As an exception on this website I show you a received postcard which wasn't intentioned by the makers as mail art.

This postcard I received from Lidia, and you see a book cover made by Hans Borrebach in 1960. Hans Borrebach (1903-1991) was a versatile artist, as not only an illustrator but also photographer, fashion drawer and cartoonist.
More about his life and work you can read and see on the websites Lambiek.net and Wikipedia (in Dutch language, a short translation you find here).
More book covers/postcards by Hans Borrebach you find here.

The reasons to include this postcard in the Your Doctor in Mail Art project, are the following:
- This was one of the images I had in mind when I started this project, and the image is very apposite,
- This postcard shows Art and this Art is transformed (by Art Unlimited) into a Mail object, so it is Mail Art!
- The sender is an excellent mail artist, see for instance her earlier contribution to YDiMA here.
- On the back side a Real mail art item made by Lidia, this apposite mail art stamp!



Hartelijk dank, Lidia!

dinsdag 1 maart 2011

"E" (1)



One of the main things which to my opinion are important when visiting a doctor, is that the doctor not only is capable and has knowledge about all diseases and illnesses, but also that he/she makes you feel comfortable enough to have you tell about the reason of your visit.

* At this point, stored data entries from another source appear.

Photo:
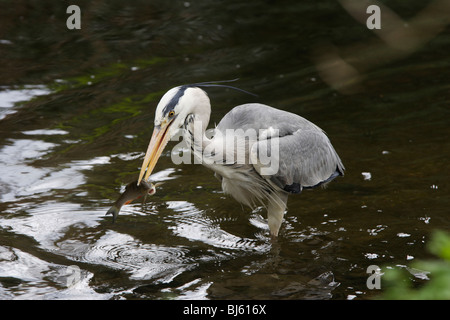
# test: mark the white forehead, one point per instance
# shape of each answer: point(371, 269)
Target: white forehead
point(178, 96)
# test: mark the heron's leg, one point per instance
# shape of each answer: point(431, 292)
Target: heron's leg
point(275, 213)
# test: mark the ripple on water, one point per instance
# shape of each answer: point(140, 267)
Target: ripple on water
point(142, 261)
point(193, 224)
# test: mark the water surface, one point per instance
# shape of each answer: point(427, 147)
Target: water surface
point(76, 114)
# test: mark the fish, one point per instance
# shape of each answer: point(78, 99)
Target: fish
point(132, 192)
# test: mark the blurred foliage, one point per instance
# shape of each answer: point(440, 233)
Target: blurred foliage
point(436, 272)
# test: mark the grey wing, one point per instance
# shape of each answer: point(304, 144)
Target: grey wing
point(298, 156)
point(303, 159)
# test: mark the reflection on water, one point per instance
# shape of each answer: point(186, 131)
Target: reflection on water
point(76, 112)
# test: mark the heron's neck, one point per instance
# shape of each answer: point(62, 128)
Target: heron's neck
point(194, 133)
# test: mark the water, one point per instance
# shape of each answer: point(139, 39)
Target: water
point(76, 113)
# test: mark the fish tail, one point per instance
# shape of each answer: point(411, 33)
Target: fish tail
point(114, 211)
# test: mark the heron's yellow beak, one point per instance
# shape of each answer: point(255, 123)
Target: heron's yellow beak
point(159, 140)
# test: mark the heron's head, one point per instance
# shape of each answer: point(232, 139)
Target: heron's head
point(175, 109)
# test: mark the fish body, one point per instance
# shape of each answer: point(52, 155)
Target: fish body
point(132, 192)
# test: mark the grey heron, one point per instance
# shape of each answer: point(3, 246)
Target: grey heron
point(305, 157)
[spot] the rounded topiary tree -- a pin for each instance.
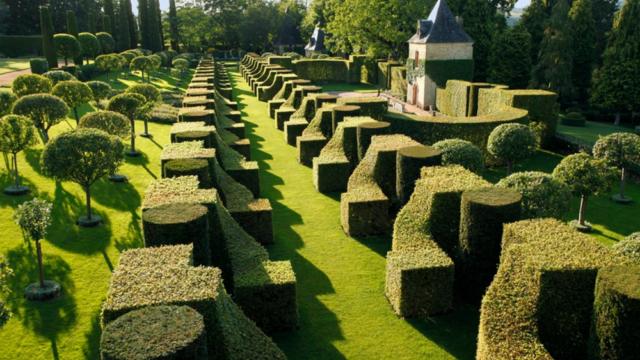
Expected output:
(585, 176)
(82, 156)
(74, 94)
(511, 143)
(34, 217)
(155, 332)
(112, 123)
(100, 90)
(127, 105)
(151, 96)
(109, 63)
(461, 152)
(58, 75)
(142, 64)
(620, 150)
(107, 44)
(629, 247)
(7, 98)
(43, 109)
(16, 134)
(67, 46)
(28, 84)
(542, 194)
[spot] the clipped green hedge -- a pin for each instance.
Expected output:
(540, 303)
(155, 332)
(322, 70)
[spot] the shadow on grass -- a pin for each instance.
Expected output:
(47, 319)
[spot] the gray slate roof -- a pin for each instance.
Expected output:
(316, 43)
(440, 27)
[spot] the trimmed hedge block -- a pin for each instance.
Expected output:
(156, 332)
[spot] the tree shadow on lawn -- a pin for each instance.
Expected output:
(47, 319)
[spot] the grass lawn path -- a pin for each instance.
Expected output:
(343, 311)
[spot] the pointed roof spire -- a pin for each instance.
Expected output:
(440, 27)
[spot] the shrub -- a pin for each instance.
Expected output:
(111, 122)
(28, 84)
(616, 312)
(542, 194)
(16, 134)
(100, 91)
(67, 46)
(74, 94)
(89, 44)
(43, 109)
(107, 44)
(461, 152)
(38, 66)
(82, 156)
(629, 247)
(621, 150)
(585, 176)
(511, 143)
(155, 332)
(573, 119)
(58, 75)
(7, 99)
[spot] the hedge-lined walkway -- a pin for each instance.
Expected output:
(343, 312)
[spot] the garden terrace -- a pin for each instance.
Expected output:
(264, 289)
(159, 276)
(540, 302)
(367, 206)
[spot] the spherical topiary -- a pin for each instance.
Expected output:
(155, 332)
(7, 98)
(111, 122)
(461, 152)
(58, 75)
(629, 247)
(616, 310)
(573, 119)
(38, 66)
(542, 194)
(107, 44)
(187, 167)
(28, 84)
(511, 143)
(43, 109)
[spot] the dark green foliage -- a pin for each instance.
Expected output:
(46, 27)
(461, 152)
(510, 59)
(28, 84)
(616, 329)
(38, 66)
(43, 109)
(185, 167)
(554, 67)
(154, 332)
(67, 46)
(107, 44)
(174, 224)
(482, 214)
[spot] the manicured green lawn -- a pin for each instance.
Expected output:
(590, 132)
(9, 65)
(80, 259)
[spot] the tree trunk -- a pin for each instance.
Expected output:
(623, 178)
(15, 169)
(40, 267)
(87, 191)
(583, 208)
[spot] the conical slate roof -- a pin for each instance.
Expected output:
(316, 43)
(440, 27)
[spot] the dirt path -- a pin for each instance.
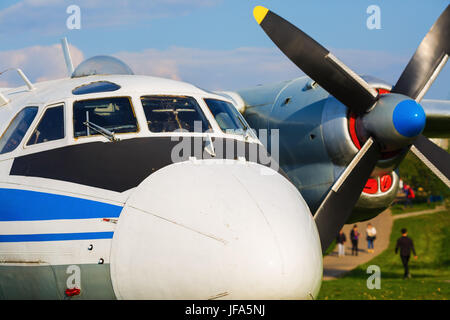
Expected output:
(334, 266)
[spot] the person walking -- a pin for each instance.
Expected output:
(409, 192)
(406, 245)
(354, 237)
(371, 234)
(340, 239)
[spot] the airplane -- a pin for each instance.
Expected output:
(121, 186)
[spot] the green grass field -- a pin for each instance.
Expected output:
(430, 272)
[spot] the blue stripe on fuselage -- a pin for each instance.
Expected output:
(24, 205)
(55, 236)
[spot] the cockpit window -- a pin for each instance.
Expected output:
(226, 115)
(169, 113)
(95, 87)
(17, 129)
(113, 114)
(51, 126)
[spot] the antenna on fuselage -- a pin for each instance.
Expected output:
(23, 76)
(67, 57)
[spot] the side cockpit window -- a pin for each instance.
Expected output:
(227, 117)
(92, 117)
(51, 126)
(17, 129)
(170, 113)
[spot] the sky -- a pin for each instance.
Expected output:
(214, 44)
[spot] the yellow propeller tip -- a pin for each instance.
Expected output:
(260, 13)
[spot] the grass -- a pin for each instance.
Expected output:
(430, 272)
(400, 208)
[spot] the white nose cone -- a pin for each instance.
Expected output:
(206, 230)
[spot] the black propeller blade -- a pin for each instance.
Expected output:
(346, 86)
(435, 158)
(317, 62)
(427, 61)
(342, 197)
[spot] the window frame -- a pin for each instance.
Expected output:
(97, 135)
(40, 118)
(232, 105)
(210, 124)
(25, 136)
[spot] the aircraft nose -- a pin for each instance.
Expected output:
(206, 230)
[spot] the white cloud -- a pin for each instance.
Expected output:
(214, 69)
(49, 16)
(210, 69)
(39, 63)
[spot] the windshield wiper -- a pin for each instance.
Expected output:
(104, 132)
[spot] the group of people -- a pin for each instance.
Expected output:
(404, 245)
(371, 234)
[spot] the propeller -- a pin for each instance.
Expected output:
(390, 122)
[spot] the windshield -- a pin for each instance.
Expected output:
(113, 114)
(170, 113)
(227, 117)
(17, 129)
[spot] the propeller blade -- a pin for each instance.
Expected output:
(428, 60)
(433, 157)
(317, 62)
(337, 206)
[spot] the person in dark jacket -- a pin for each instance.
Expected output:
(406, 245)
(354, 237)
(340, 239)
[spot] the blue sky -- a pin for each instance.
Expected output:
(215, 44)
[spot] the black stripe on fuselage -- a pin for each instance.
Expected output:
(122, 165)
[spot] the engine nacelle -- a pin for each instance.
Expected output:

"E" from Utopia succeeds in creating a doctor who makes me run away screaming (and who makes me think of that movie which I never want to see anymore because it was too frightening).
At least this doctor's got postal brains, so that's positive!
After all I hope "E" will have had good experiences visiting this doctor.



The backside contains a beautiful stamp of the Ambassade d'Utopia. I guess it must have been one mailman who put a line through this and then wrote the address again. As at this other beautiful work of art the back side was empty.

Merci beaucoup, "E", for this wonderful, wondering (and ominous) doctor!